There was nothing between the bearing inner races of the driven pulley originally. A fitted spacer is probably an excelent idea to allow one to have a controlled pre-load while not needing surgical precision on the shifting spanner during tightening!
If the chattering noise occurs when there is no load, and no loose drawbar, then the pulley shaft and gear shaft probably arent lined up.
On the top aluminium cover there should be four cap head screws pulling the bearing carrier towards the cover and four allen grub screws pushing it away from the cover. You need to adjust these so that the dogs on the pulley shaft line up with the dogs on the gear shaft. The easiest way I've found is to start with all the screws loose, then gently nip up the grub screws until you get contact.
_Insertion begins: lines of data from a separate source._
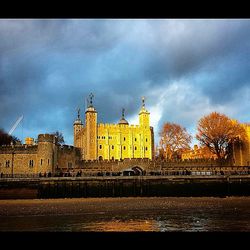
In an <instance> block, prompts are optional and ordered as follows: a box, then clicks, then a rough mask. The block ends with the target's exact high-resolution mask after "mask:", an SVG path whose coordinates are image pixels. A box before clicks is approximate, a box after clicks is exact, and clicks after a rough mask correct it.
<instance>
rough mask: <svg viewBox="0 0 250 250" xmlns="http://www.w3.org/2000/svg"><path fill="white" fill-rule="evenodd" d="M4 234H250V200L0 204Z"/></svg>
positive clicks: (20, 203) (114, 199) (51, 201)
mask: <svg viewBox="0 0 250 250" xmlns="http://www.w3.org/2000/svg"><path fill="white" fill-rule="evenodd" d="M0 231H46V232H51V231H53V232H54V231H65V232H67V231H72V232H83V231H85V232H86V231H87V232H93V231H94V232H100V231H101V232H110V231H113V232H130V231H134V232H138V231H151V232H169V231H174V232H176V231H178V232H179V231H181V232H197V231H209V232H214V231H220V232H221V231H224V232H231V231H233V232H235V231H236V232H243V231H245V232H246V231H247V232H249V231H250V197H226V198H215V197H133V198H132V197H131V198H73V199H32V200H0Z"/></svg>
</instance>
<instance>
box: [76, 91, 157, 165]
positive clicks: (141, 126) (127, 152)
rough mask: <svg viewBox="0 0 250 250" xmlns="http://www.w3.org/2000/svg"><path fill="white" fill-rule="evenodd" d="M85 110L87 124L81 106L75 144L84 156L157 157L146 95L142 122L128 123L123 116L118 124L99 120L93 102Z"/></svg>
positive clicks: (98, 156) (149, 157)
mask: <svg viewBox="0 0 250 250" xmlns="http://www.w3.org/2000/svg"><path fill="white" fill-rule="evenodd" d="M92 98H93V96H92V95H91V96H90V103H89V104H88V107H87V109H86V111H85V126H84V125H83V123H82V121H81V119H80V114H79V110H78V117H77V119H76V121H75V122H74V146H75V147H76V148H79V149H80V150H81V155H82V159H84V160H122V159H125V158H148V159H153V158H154V132H153V127H151V126H150V121H149V120H150V113H149V112H148V111H147V110H146V108H145V102H144V98H143V99H142V107H141V109H140V112H139V125H129V123H128V122H127V120H126V119H125V117H124V109H123V111H122V117H121V119H120V121H119V122H118V123H117V124H102V123H100V124H98V122H97V111H96V109H95V108H94V106H93V103H92Z"/></svg>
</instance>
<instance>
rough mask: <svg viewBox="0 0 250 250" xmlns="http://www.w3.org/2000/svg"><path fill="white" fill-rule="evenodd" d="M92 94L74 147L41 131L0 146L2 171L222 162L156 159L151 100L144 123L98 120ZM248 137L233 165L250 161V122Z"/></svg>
mask: <svg viewBox="0 0 250 250" xmlns="http://www.w3.org/2000/svg"><path fill="white" fill-rule="evenodd" d="M92 99H93V95H91V96H90V102H89V103H88V106H87V109H86V111H85V125H84V124H83V123H82V121H81V119H80V111H79V110H78V117H77V119H76V120H75V122H74V124H73V131H74V146H68V145H63V146H60V145H59V144H58V143H57V138H56V136H55V135H52V134H40V135H38V139H37V141H36V142H35V143H34V141H33V140H32V139H30V138H28V139H27V140H26V141H25V144H21V145H8V146H1V147H0V173H2V174H4V175H7V176H11V175H12V176H13V175H15V176H17V175H34V176H37V175H38V173H45V172H46V173H55V172H56V171H57V170H58V169H60V170H63V171H66V170H72V169H82V170H84V169H86V170H88V169H89V170H91V171H92V170H93V171H100V170H102V169H103V170H105V169H106V170H109V171H113V170H116V171H120V170H121V169H125V168H127V167H128V166H130V165H131V164H137V165H141V166H144V167H143V168H144V169H145V168H147V167H148V168H149V169H157V168H158V167H157V166H161V167H160V169H164V168H165V169H168V168H171V167H175V166H176V167H187V166H198V165H199V166H204V167H211V166H212V165H213V166H216V164H217V163H216V161H214V160H213V161H211V159H209V160H204V159H203V160H202V161H200V160H199V159H196V158H195V157H194V159H193V160H190V159H185V160H183V161H181V162H165V161H164V162H161V163H159V162H157V161H155V160H154V154H155V152H154V132H153V128H152V127H151V126H150V113H149V112H148V111H147V110H146V108H145V100H144V99H142V105H141V108H140V111H139V125H129V123H128V122H127V121H126V119H125V117H124V110H123V112H122V117H121V119H120V121H119V122H118V123H117V124H98V122H97V111H96V109H95V108H94V106H93V100H92ZM242 126H243V127H244V129H245V131H246V134H247V139H246V140H245V141H244V142H243V144H235V145H233V157H232V161H231V162H230V166H249V165H250V125H249V124H242Z"/></svg>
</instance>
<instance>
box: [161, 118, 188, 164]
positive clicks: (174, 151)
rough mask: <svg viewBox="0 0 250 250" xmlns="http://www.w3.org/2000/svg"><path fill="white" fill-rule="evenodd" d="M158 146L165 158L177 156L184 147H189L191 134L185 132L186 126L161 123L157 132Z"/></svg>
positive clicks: (172, 158)
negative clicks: (158, 131) (159, 132)
mask: <svg viewBox="0 0 250 250" xmlns="http://www.w3.org/2000/svg"><path fill="white" fill-rule="evenodd" d="M159 135H160V137H161V139H160V148H161V149H162V150H163V151H164V153H165V157H166V158H167V159H173V158H174V157H179V156H180V154H181V152H182V151H183V150H185V149H190V143H191V140H192V136H191V135H190V134H189V133H188V132H187V130H186V128H184V127H182V126H180V125H178V124H175V123H170V122H167V123H165V124H164V125H163V127H162V130H161V132H160V133H159Z"/></svg>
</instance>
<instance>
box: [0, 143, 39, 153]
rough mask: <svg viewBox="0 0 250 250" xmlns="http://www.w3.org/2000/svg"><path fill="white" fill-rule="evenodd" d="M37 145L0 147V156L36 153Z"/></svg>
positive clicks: (7, 146)
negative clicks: (29, 153)
mask: <svg viewBox="0 0 250 250" xmlns="http://www.w3.org/2000/svg"><path fill="white" fill-rule="evenodd" d="M37 147H38V146H37V145H26V144H23V145H7V146H1V147H0V154H12V153H15V154H19V153H20V154H21V153H36V152H37Z"/></svg>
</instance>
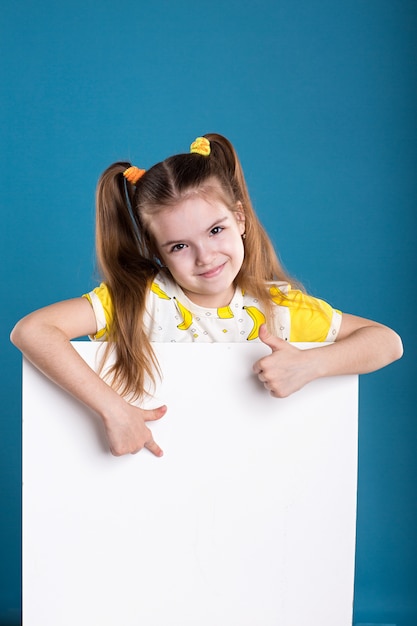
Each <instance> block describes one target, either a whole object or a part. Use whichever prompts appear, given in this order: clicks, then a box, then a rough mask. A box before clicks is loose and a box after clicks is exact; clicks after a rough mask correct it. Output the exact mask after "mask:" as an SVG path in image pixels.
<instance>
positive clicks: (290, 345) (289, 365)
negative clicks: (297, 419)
mask: <svg viewBox="0 0 417 626" xmlns="http://www.w3.org/2000/svg"><path fill="white" fill-rule="evenodd" d="M259 338H260V340H261V341H262V342H263V343H264V344H266V345H267V346H269V347H270V348H271V350H272V354H270V355H268V356H266V357H263V358H262V359H259V361H257V362H256V363H255V364H254V366H253V370H254V372H255V374H257V375H258V378H259V380H260V381H261V382H262V383H263V385H264V387H265V389H267V390H268V391H270V393H271V395H272V396H274V397H275V398H286V397H287V396H289V395H290V394H292V393H294V392H295V391H298V390H299V389H301V388H302V387H304V385H305V384H306V383H308V382H310V381H311V380H312V379H313V378H314V376H312V370H311V365H310V360H309V359H308V358H306V352H307V351H304V350H299V349H298V348H295V347H294V346H292V345H290V344H289V343H287V342H286V341H284V339H280V338H279V337H274V335H271V333H270V332H269V331H268V329H267V327H266V326H265V324H263V325H262V326H261V327H260V329H259Z"/></svg>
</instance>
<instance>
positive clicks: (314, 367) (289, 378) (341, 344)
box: [253, 314, 403, 398]
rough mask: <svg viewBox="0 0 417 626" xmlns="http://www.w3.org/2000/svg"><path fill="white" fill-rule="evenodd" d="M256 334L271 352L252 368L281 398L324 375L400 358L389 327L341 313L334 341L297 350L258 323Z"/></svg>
mask: <svg viewBox="0 0 417 626" xmlns="http://www.w3.org/2000/svg"><path fill="white" fill-rule="evenodd" d="M259 337H260V339H261V341H263V342H264V343H265V344H266V345H268V346H269V347H270V348H271V350H272V354H270V355H268V356H266V357H263V358H262V359H259V361H257V362H256V363H255V364H254V367H253V369H254V371H255V373H256V374H257V375H258V378H259V380H260V381H261V382H262V383H263V384H264V386H265V388H266V389H268V390H269V391H270V392H271V395H273V396H275V397H277V398H284V397H286V396H289V395H290V394H292V393H294V392H295V391H298V390H299V389H301V388H302V387H304V385H306V384H307V383H309V382H311V381H312V380H315V379H316V378H322V377H324V376H337V375H341V374H366V373H368V372H373V371H375V370H377V369H380V368H381V367H384V366H386V365H389V364H390V363H392V362H393V361H396V360H397V359H399V358H401V356H402V353H403V347H402V343H401V339H400V337H399V336H398V335H397V333H395V332H394V331H393V330H391V329H390V328H388V327H387V326H383V325H382V324H378V323H377V322H372V321H371V320H367V319H364V318H361V317H356V316H354V315H348V314H344V315H343V317H342V325H341V328H340V332H339V335H338V338H337V341H336V342H335V343H332V344H328V345H326V346H322V347H319V348H312V349H309V350H299V349H298V348H296V347H295V346H292V345H290V344H289V343H287V342H286V341H284V340H283V339H279V338H278V337H274V336H273V335H271V334H270V333H269V332H268V330H267V328H266V326H262V327H261V328H260V331H259Z"/></svg>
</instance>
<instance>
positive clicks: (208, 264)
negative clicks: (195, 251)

Then gently nip up the capheead screws to take some straing. After that, with the mill running (and you probably standing on the table!) tweak the alignment by loosening/tightening adjacent caphead and grub screws to get the quietest running.
The dogs on mine are tapered, but I don't know if that was by design or has just happened over the last 60 odd years.The two sets of dogs do seem to match together without any play (unlike the spindle splines)
It should have a spindle lock, but they never designed one in to the Mk1… Simple way around this is a lightweight spanner on the drawbar nut (aluminium ratchet socket wrench in my case) and a sharp rap with a bit of bar or a 1 lb hammer.
In the tightening direction, one or more sharp tugs on the wrench handle usually seems to do the job. Lower speed belt settings make the technique more effective, which is good, since you nromally want a tighter grip on larger cutters.